I can now see that some of my comments may be considered naive when seeing the time span.
For that reason I think it's better not to breed from a bitch before she is 3 years old. For a sire I would say, don't breed from him until he is 5 years old.
Hi Georgina, thanks!
Sorry, time is lacking so I've not been able to reply. I see Sue Humphrey has already explained the typical age for idiopathic epilepsy to occur, I fully agree with her and would add that age can be quite variable.

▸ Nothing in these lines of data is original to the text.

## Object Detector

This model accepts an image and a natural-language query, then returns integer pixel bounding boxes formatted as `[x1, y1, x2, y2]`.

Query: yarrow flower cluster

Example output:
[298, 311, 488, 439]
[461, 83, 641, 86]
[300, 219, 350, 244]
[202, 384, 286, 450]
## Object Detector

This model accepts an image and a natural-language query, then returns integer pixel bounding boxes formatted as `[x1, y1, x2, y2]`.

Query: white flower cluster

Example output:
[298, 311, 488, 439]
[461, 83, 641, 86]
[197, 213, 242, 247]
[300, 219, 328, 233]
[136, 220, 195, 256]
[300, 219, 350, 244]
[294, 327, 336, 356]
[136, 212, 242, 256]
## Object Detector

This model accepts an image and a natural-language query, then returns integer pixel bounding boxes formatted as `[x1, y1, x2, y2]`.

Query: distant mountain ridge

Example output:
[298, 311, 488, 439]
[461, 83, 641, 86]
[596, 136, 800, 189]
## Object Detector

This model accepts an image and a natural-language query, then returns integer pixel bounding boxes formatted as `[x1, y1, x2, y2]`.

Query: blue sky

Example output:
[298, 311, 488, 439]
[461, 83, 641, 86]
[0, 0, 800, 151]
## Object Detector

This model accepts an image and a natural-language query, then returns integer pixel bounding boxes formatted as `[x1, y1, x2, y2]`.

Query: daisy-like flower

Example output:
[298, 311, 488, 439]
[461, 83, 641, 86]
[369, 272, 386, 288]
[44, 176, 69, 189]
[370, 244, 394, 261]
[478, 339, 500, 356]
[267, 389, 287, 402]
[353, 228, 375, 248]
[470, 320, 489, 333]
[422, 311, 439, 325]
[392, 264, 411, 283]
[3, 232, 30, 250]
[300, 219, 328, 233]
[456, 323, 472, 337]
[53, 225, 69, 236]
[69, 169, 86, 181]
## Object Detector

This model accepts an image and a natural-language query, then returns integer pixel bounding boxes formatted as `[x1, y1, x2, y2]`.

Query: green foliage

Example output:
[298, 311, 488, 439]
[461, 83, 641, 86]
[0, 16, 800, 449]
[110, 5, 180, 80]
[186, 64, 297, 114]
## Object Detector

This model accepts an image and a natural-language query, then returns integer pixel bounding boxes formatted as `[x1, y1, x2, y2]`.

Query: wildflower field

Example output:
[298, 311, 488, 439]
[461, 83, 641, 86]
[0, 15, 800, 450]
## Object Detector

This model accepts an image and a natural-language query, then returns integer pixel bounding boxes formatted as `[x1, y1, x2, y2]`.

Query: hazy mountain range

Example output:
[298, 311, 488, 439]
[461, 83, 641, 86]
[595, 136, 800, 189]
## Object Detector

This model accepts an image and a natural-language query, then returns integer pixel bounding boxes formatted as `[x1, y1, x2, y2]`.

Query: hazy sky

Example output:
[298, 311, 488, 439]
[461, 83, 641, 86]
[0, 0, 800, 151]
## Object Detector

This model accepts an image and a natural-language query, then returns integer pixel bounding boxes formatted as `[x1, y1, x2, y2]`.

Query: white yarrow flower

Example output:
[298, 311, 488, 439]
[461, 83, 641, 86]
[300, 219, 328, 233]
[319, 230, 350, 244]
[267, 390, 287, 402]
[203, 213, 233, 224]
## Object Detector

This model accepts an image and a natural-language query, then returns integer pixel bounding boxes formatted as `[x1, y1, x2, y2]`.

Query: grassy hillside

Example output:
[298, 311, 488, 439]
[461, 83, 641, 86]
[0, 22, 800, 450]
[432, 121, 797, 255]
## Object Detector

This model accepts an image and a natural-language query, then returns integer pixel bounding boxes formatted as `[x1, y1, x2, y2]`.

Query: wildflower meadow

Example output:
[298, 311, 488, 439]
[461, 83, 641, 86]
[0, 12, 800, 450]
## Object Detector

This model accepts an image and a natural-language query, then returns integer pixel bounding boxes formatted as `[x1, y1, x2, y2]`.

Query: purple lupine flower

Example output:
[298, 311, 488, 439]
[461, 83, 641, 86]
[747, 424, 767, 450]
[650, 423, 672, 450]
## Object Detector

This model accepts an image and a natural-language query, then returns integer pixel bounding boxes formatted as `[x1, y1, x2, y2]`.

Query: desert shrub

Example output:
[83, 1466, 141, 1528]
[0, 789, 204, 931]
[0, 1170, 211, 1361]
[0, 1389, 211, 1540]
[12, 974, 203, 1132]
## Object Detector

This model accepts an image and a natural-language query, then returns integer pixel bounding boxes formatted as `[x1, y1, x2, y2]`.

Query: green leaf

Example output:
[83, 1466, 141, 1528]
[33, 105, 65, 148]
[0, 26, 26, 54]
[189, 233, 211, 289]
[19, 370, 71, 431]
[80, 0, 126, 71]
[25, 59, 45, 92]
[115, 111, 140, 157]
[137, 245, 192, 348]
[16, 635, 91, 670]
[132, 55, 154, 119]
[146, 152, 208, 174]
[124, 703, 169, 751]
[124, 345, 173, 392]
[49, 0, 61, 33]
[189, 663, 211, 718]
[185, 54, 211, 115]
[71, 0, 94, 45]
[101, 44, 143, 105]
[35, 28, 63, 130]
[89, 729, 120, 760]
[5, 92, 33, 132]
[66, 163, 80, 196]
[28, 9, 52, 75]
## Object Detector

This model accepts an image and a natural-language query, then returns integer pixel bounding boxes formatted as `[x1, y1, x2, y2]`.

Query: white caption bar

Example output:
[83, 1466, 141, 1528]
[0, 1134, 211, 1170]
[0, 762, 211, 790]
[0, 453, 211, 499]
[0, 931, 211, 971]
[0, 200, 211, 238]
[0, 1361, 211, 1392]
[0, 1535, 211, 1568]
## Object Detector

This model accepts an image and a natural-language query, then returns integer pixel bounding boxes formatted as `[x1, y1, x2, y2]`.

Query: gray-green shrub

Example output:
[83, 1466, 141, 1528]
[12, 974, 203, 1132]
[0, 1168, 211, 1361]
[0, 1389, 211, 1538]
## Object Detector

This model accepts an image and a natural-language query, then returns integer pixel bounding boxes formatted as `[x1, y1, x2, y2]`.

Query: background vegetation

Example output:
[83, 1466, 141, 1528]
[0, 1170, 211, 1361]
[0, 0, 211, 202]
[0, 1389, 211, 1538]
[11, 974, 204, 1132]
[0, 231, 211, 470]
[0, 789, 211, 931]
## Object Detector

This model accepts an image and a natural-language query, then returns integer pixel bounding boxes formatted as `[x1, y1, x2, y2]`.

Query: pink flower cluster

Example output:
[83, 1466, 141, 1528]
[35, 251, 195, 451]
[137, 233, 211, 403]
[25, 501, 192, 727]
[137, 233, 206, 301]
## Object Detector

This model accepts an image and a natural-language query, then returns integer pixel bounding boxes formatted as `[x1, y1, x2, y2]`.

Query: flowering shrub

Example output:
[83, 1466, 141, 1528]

I would just like to remark that you may have misunderstood my post on the age working dogs are usually bred from. You mention two years... that is very young. Quite often working lines are not bred until they are four, five or even six years old. Two years is the minimum age for a bitch to be bred from and I believe most kennel clubs in European countries will not register pups born from a bitch under two years of age.
If epilepsy is a worry in your bitch line then use a stud dog that is of advanced age, who's progeny is over 5 years of age and all are free of epilepsy! Storing frozen semen from a dog for later use could be a way forward. Bitches are that bit more complicated... it is not recommended breeding practice to have a first litter off a bitch who is already past her 5th Birthday.
We must stay realistic: There are many lines in the Irish Setter with a predisposition to idiopathic epilepsy. As I stated earlier the mode of inheritance is not a simple recessive gene. It is more complex than that.
It is impossible to avoid ALL risk of breeding an epileptic animal. It is usually only in retrospect that we see a pattern emerging and can make our deductions. So once again we are back to lowering the COI to lower the risk of 'bad genes' coming to the fore...
May I add a last recommendation for anyone who is so unfortunate as to have a dog with epilepsy: please start medication as soon as possible; as soon as you have your vet's definite diagnosis! Early treatment will hopefully prevent further attacks wheras if you wait, and your dog does fit again, then every fit will lower the brain's so-called 'fitting threshold' and it is all the more likely the fitting will increase in frequency and in severity. I believe the sad story of Sam is typical for a dog that was taken off medication.